ただ、向かいに住む後輩とベランダで

七転

第1話

 どうにも疲れていた。肩にのしかかるのは仕事のプレッシャーと将来への不安。


 社会の荒波になんの装備もなく放り出されて早数年、平日の楽しみは夜の散歩と晩酌くらい。

 28歳、結婚もしていなければ彼女もいない、学生時代の友人とは年に1回会うぐらいだろうか。


「明日も仕事か……それにしても暑っついな」


 俺が勤めているのはとある大手…のグループ会社だ。

 主にイベントの企画、広報なんかもやったりする。いわゆる外向けの何でも屋だ。


 美術館や作家とコラボして展覧会をやってみたり、広告を打ってみたり、本社の製品をアピールする展示会に駆り出されたり……。
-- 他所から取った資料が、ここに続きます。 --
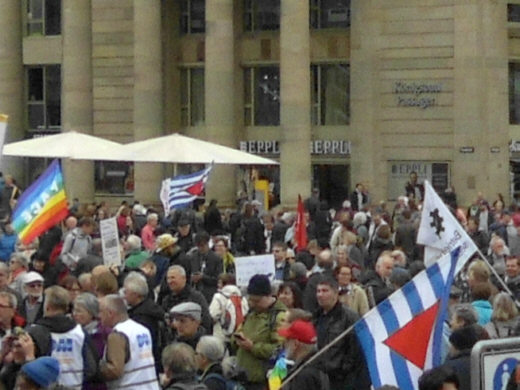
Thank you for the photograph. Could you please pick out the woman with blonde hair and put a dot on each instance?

 とはいえ俺は直接企画を担っているわけではない。総務課の一員として現場に出る猛者たちをフォローしている。


 移動手段や宿泊施設、事務機器の手配、備品の調達、挙句の果てには本社とのすり合わせなど業務は多岐にわたる。


 それでも実際に広告をデザインしたり展覧会のコンセプトを考える彼ら企画課に比べれば、そのしんどさもマシなんだろう。

 元々あるものを維持するのと、ゼロから新しいものを作るのは訳が違うのだ。


 繁忙期には会社に泊まり込みなんてのもあたりまえだが、普段は電車が走っている時間には帰ることができる。


 自室の電気をつけてほっと一息。


 季節は夏真っ盛り、ワイシャツもしっとりと汗ばんでいた。


 荷物を下ろして手早くスーツから部屋着のTシャツとスウェットに着替える。

 時刻は22時、まだ平日の仕事終わりを楽しめなくもない時間……なんて言うのは無理があるだろうか。


 カラカラカラ。


 コンビニで買ってきたツマミと缶ビールを持ってベランダに出る。

 俺の住むマンションは単身用の割にベランダが広い。折りたたみ椅子と小さなテーブルを置いても余裕があるくらいに。


 本来ならば広い空を眺めて晩酌を楽しめるんだろうが、この部屋に限ってそれは叶わない。

 なぜなら隣のマンションの一室とほとんどゼロ距離だからだ。


 デザイナーズマンションだかなんだか知らないが、どうやったらこんなギリギリに建てられるんだよ。

 まだお隣さん(?)、お向かいさん(?)と顔を合わせたことがないのが救いか。


 そのおかげと言ってはなんだが、この部屋は立地の割に家賃が低い。

 それもあってここに決めたと言っても過言ではない。


 夏は夜とはよく言ったもので、膨らんだお饅頭みたいな月がこうこうと光り輝いていた。

 月光浴、なんて大したものじゃないが折りたたみ椅子に座りながら缶を開ける。


 カシュっと乾いた音がベランダに響いて、炭酸の泡が缶の上部を満たしていった。

 これがたまらんのよな。


 ちびちびビールを飲みながらツマミを口へ運んでいると、不意に目の前の窓に光が灯る。

 マンションの常夜灯と月の光しかない今、それはやけに明るく思えた。


 窓が開き、細くて白い腕が現れる。続いて肩より上で切りそろえられた黒髪、そして……。


「「あ!」」


 相手もこちらに気がついたのか、同時に声を上げてしまう。

 風呂上がりだろうか、健康的に赤く染まった頬にふわっと垂れ下がった眉、薄い唇。


「は?」


 予想外の人物の登場に戸惑いを隠せない。


 目の前で腕を伸ばしていたのは、企画課の後輩、白帆 羊しらほ ようだった。